鉄鋼業界トップの新日本製鉄による業界再編のシナリオが進んでいる。経団連会長も務める新日鉄の今井敬会長は昨年十月の勉強会で「鉄鋼業界は新日鉄、川崎製鉄、NKKの三社高炉体制を考えている」(経団連関係者)と発言。その言葉通り、新日鉄はまず、シームレス(継ぎ目無し)パイプの過剰投資で約八百億円の有利子負債を抱える住友金属と同パイプ分野で提携した。その代わりに住金は和歌山の高炉二基を止め、本業の要となる圧延部門を新日鉄に事実上手渡した。

 また、新日鉄が神戸製鋼所から獲得を狙っているのはアルミ部門と、売電参入のために建設した二基の発電機だという。新日鉄は子会社のスカイアルミと古河電工を合併させて神鋼のアルミ部門を吸収し、発電所も傘下に収める考えのようだ。
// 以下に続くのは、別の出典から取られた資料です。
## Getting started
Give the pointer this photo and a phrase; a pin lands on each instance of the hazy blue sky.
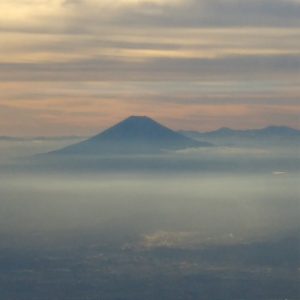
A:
(78, 66)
 今井氏は経団連会長という立場上、産業界再編に向け「鉄鋼業界で再編を進めなければ、他の業界に示しが付かない」(前出の経団連関係者)と語っており、業界では三月末までに本格的な再編を仕掛けるのではないかとみられている。独禁法に抵触しないように川鉄、NHKを生かす形で、新日鉄は着々と一人勝ちの準備を進めているようだ。